Some Final Thoughts on the 2016 #FemGeniusesInBerlin

By Claudia Harrison

IMG_0094Our last Friday morning was especially colorful. The FemGenuises met in a familiar setting, Mauerpark, for a Graffiti workshop with Berlin Massive. Our instructor, Pekor Gonzles, gave us a little history lesson before we began. Mauerpark translates to “Wall Park,” so called because the site was formerly part of the Berlin Wall, specifically its Death Strip. “Right here was where you got shot,” Gonzales recounted about the once heavily-guarded area. Today, the Mauerpark is one of the city’s green spaces, very popular with young people. We had experienced this for ourselves the Sunday before, lying in the field next to the Mauerpark Flea Market, where we saw lots of people our age laughing, playing basketball, and picnicking in the grass. Often, performers take advantage of the laid-back setting, and the amphitheater’s karaoke draws large crowds every Sunday afternoon.

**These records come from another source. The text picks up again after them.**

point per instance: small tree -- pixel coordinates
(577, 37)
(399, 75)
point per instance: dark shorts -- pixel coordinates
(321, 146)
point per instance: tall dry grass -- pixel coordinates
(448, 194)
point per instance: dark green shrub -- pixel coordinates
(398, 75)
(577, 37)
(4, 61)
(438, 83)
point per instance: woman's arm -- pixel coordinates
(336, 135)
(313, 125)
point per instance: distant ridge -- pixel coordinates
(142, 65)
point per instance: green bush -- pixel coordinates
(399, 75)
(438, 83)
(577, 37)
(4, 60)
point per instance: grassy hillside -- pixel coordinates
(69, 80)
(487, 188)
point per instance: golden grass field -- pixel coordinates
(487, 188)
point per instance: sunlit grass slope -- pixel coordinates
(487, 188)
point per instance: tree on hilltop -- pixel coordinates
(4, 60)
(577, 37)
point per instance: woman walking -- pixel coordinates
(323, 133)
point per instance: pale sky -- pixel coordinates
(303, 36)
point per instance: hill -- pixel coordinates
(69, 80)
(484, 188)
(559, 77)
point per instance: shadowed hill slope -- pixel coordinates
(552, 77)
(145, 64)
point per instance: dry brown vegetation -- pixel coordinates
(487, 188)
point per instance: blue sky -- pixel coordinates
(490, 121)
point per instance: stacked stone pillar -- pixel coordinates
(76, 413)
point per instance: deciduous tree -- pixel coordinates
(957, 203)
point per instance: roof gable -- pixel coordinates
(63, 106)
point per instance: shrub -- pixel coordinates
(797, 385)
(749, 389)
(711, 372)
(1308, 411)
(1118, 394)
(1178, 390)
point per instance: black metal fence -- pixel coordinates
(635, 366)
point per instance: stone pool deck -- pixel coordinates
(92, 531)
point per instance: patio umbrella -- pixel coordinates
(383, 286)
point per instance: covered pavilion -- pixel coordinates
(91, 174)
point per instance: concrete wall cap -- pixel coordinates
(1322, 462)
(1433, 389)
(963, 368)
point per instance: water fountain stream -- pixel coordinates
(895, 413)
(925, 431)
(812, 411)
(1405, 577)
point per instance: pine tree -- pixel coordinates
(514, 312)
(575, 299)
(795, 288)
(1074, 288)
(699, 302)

Graffiti is now legal on this remaining strip of wall, which is covered in bright, beautiful designs that change from day to day. Still, while Berlin has come to be known for its graffiti, Gonzales explained that it is still considered a young movement. The oldest people he knows who participate are around forty-five. This is because modern graffiti, popularized in the subways of New York City in the 1960s, did not really appear in Berlin until the late 1970s. He also tells us that graffiti culture has always been competitive, with artists writing over each other striving to create the largest, boldest tags. But it has also been inclusive. Anyone with talent can have their works recognized. For example, as Simon Arms writes in “The Heritage of Berlin Street Art and Graffiti Scene,” the first graffiti artists in Germany “weren’t ‘real’ Berliners, but outsiders: draft resisters, anarchist punks and Turkish migrants. They either opened businesses or formed squats and, with no resistance from the West German government, began turning walls into monuments to their own thoughts and beliefs.”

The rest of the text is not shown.